Making such detailed classess as you intend might be difficult as you have little data - instead it would be wiser to focus on class ‘Person’. But again, you need to look into your needs, especially what kind of methods could help you analyze data more efficiently. As I saw your project, you get to fairly good observations and conclusions based on the standard concepts like lists and loops :slight_smile:

To wrap up, before jumping to defining class check where you could implement functions (what blocks of code are repetitive?).

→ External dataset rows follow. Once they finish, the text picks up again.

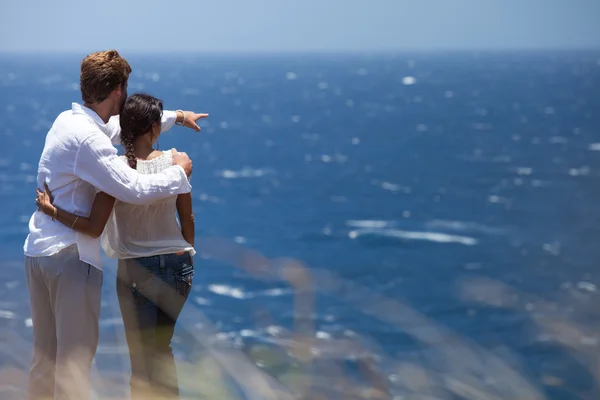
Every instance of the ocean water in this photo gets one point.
(444, 205)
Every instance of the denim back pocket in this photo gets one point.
(140, 280)
(184, 275)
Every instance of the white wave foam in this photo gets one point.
(409, 80)
(275, 292)
(7, 314)
(594, 146)
(228, 291)
(414, 235)
(369, 223)
(462, 226)
(245, 172)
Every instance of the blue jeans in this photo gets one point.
(151, 293)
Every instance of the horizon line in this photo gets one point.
(303, 51)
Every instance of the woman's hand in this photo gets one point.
(190, 119)
(44, 201)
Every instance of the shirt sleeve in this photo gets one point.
(98, 164)
(113, 127)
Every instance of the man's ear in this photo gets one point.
(117, 92)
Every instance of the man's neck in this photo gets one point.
(102, 109)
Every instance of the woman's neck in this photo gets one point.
(142, 148)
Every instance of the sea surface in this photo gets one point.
(439, 214)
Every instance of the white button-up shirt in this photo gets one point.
(78, 160)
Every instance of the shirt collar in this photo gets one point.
(80, 109)
(77, 108)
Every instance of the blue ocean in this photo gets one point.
(429, 223)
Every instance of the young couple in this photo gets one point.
(86, 191)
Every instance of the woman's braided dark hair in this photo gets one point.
(140, 112)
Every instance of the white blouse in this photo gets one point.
(145, 230)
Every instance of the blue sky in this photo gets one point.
(294, 25)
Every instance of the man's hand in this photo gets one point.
(184, 161)
(190, 119)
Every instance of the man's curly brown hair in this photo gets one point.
(101, 73)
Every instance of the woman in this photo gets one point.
(154, 252)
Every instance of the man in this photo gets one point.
(63, 268)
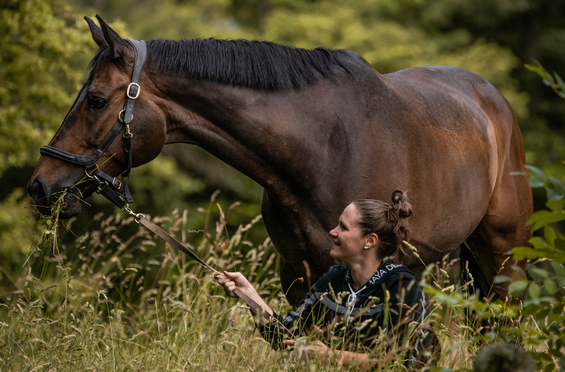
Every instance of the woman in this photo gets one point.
(348, 302)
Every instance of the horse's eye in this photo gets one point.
(97, 103)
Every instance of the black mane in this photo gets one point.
(251, 64)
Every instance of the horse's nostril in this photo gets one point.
(37, 191)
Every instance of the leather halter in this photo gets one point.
(110, 187)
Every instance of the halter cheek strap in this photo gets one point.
(110, 187)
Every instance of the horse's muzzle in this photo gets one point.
(44, 198)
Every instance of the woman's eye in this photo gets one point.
(97, 103)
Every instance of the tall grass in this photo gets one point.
(118, 299)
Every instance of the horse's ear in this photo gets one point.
(96, 32)
(117, 45)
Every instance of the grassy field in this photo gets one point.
(103, 303)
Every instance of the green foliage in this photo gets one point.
(39, 42)
(554, 81)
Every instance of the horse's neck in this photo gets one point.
(256, 132)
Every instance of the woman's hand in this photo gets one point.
(232, 281)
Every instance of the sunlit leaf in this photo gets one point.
(517, 288)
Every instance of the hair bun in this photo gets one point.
(401, 204)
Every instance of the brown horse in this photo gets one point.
(317, 129)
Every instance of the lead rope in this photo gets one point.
(264, 317)
(350, 304)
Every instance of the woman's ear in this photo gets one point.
(372, 240)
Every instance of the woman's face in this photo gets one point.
(347, 236)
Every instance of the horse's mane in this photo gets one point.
(251, 64)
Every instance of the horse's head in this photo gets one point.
(96, 112)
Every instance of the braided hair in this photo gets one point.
(388, 221)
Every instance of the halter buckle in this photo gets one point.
(120, 116)
(89, 173)
(118, 185)
(136, 92)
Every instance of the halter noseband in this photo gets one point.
(110, 187)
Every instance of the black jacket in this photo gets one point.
(328, 307)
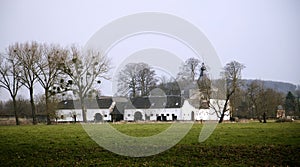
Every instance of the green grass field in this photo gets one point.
(231, 144)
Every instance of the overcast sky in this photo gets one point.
(264, 35)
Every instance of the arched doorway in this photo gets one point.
(98, 117)
(138, 116)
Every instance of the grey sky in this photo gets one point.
(262, 34)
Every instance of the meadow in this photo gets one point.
(231, 144)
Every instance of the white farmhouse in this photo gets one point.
(96, 110)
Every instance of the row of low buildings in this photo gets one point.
(167, 108)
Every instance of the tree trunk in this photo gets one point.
(15, 110)
(265, 117)
(47, 108)
(225, 107)
(32, 106)
(83, 111)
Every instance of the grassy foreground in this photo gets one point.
(239, 144)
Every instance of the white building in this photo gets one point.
(96, 111)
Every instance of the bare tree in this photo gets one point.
(136, 79)
(233, 78)
(9, 80)
(48, 71)
(189, 70)
(28, 54)
(85, 69)
(146, 78)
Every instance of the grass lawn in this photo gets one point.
(231, 144)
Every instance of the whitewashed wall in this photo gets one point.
(90, 114)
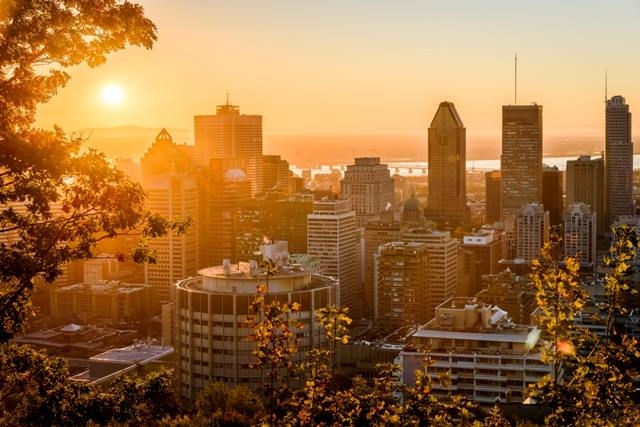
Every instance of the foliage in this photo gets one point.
(35, 389)
(598, 371)
(57, 202)
(274, 333)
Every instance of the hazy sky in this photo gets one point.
(354, 66)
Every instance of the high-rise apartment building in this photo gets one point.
(479, 347)
(369, 186)
(171, 185)
(229, 134)
(333, 237)
(493, 191)
(532, 231)
(618, 159)
(211, 333)
(585, 184)
(443, 265)
(552, 194)
(401, 281)
(521, 159)
(447, 200)
(580, 234)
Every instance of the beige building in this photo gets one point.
(369, 186)
(210, 313)
(333, 237)
(486, 355)
(443, 265)
(110, 301)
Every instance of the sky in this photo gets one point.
(366, 67)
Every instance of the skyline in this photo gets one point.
(336, 68)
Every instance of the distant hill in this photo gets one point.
(129, 141)
(306, 150)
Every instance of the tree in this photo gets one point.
(597, 371)
(57, 202)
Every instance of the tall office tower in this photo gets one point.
(487, 247)
(171, 186)
(369, 186)
(532, 231)
(521, 159)
(376, 233)
(552, 194)
(619, 160)
(333, 237)
(580, 234)
(211, 332)
(493, 191)
(229, 134)
(585, 184)
(401, 279)
(279, 219)
(275, 174)
(443, 265)
(447, 201)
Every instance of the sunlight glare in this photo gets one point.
(112, 94)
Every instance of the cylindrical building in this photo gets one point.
(210, 321)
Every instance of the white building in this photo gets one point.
(532, 231)
(486, 355)
(369, 186)
(580, 228)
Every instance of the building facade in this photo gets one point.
(618, 159)
(580, 230)
(333, 237)
(368, 184)
(532, 231)
(210, 314)
(487, 356)
(585, 184)
(229, 134)
(521, 159)
(401, 282)
(447, 201)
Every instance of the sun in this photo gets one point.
(112, 94)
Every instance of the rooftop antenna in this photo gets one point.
(515, 80)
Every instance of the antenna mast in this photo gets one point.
(605, 86)
(515, 80)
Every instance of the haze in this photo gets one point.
(368, 68)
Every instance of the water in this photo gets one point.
(407, 168)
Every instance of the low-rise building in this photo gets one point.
(486, 356)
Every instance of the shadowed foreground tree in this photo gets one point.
(57, 202)
(597, 371)
(35, 391)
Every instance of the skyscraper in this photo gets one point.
(521, 159)
(334, 238)
(229, 134)
(493, 191)
(552, 193)
(447, 200)
(618, 160)
(585, 184)
(532, 231)
(369, 186)
(580, 234)
(170, 182)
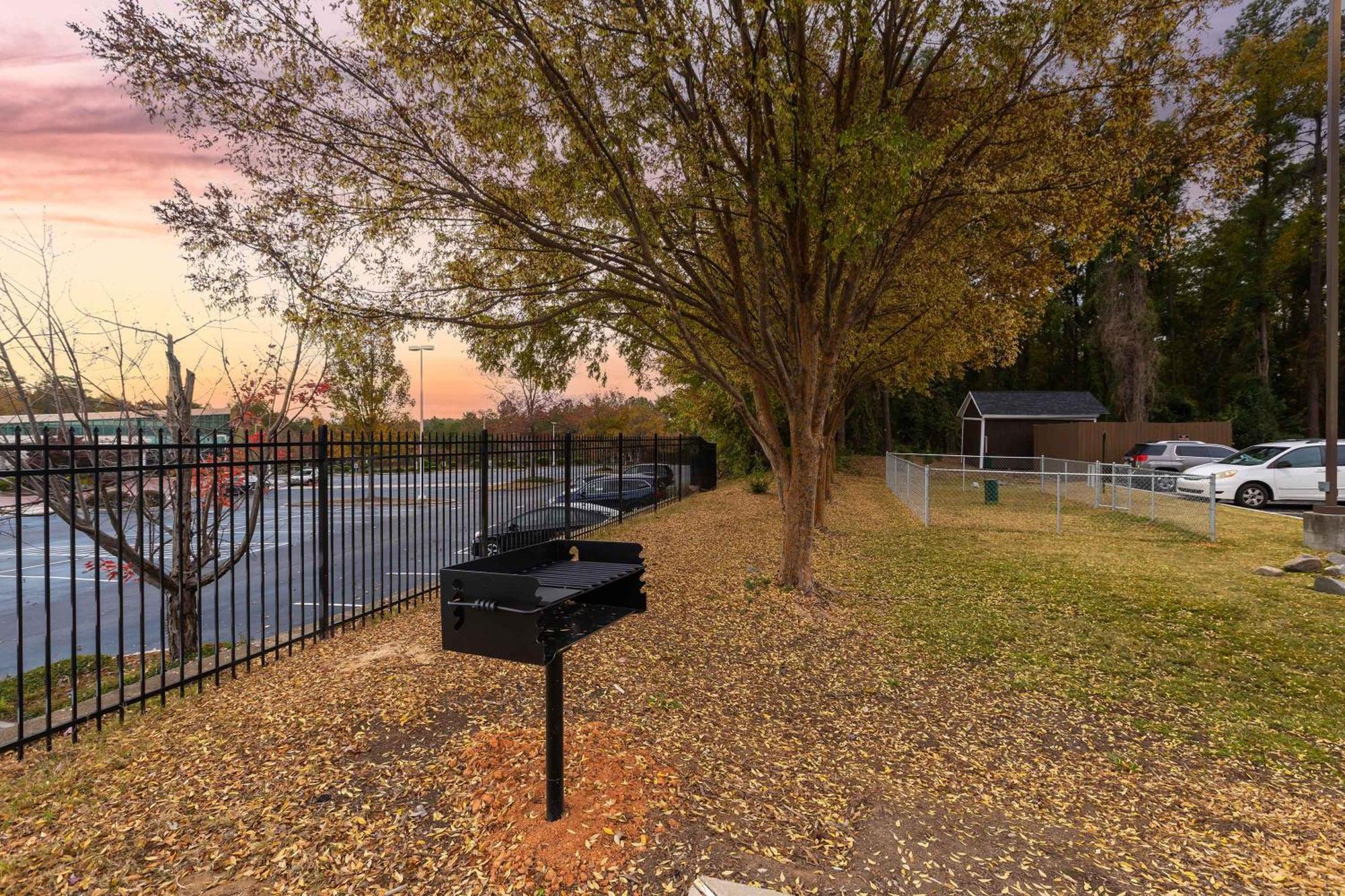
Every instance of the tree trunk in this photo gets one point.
(827, 474)
(184, 623)
(801, 495)
(887, 419)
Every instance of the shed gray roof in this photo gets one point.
(1035, 404)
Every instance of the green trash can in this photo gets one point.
(992, 491)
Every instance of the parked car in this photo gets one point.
(625, 493)
(303, 477)
(662, 474)
(535, 526)
(1269, 473)
(241, 486)
(1174, 455)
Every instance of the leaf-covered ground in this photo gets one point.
(974, 708)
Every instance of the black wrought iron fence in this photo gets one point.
(141, 564)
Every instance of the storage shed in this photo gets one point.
(999, 424)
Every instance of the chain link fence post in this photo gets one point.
(1059, 478)
(927, 495)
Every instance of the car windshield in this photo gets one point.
(1253, 456)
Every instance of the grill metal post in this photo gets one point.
(556, 737)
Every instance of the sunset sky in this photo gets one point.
(77, 154)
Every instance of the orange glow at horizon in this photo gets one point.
(77, 155)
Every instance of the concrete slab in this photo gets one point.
(715, 887)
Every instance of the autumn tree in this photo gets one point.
(369, 385)
(793, 200)
(161, 512)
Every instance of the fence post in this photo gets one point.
(1213, 532)
(927, 495)
(485, 486)
(325, 592)
(1058, 503)
(570, 479)
(680, 466)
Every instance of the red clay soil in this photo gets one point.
(613, 809)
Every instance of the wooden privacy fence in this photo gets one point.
(1108, 442)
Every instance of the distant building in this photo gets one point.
(999, 424)
(209, 423)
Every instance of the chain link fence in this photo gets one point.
(1043, 494)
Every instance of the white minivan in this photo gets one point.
(1256, 477)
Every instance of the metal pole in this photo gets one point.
(323, 533)
(556, 737)
(1334, 185)
(420, 448)
(1213, 494)
(570, 481)
(1058, 503)
(485, 485)
(927, 494)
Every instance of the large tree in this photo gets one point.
(793, 200)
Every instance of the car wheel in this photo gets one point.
(1253, 495)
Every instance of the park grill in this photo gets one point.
(531, 604)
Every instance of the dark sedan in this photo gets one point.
(622, 493)
(535, 526)
(662, 474)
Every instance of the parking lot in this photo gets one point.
(391, 533)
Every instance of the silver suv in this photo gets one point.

On the technical note, I advise you to check the style of your text as there are some spelling mistakes. Also, it would help the reader if you gathered your observations at the end of the text, in one place, followed by conclusions.

However Judy, what left me a bit bewildered is that you replied to my post sharing your personal work, asking for feedback but no providing any comments on my work. I consider it quite rude :frowning: I don’t doubt your best intentions and I needed to speak my mind :slight_smile:

Happy coding!

Oh Sorry! I am still new to this and was trying to post my own post asking for feedback on my project. Still learning my way around Codecademy’s forums. Sincere apologies.

by the way , it was my first response from codecademy, and was from you calling me ‘rude’, quite funny in a way. Life is too short to be serious. Thank you for the feedback.

Yeah, my bad I got too upthight :< sincere apologies for my reaction! I completely ignored fact you might not be familiar with the forum and stuff. Despite the fact I already gave my impression as a stiff dude, I still hope you can use my feedback and come back with more questions whenever you need, I will be happy to help!

Thank you. You are my first and only buddy at the World of coding. I only started 45 days ago. Thank you for being frank.

1 Like

And how do you find learning coding until now? :slight_smile:

Thank you for asking. Really enjoying it. Just finished “Chocolate Scraping” Project. I am completing “Data Science”, trying to start a new career. How about you?

Same here, I try to finish Data Science course. I have background in Python and pandas already, thus I am mostly aiming to learn something about machine learning algorithms

Excellent. Machine learning is a job for the future.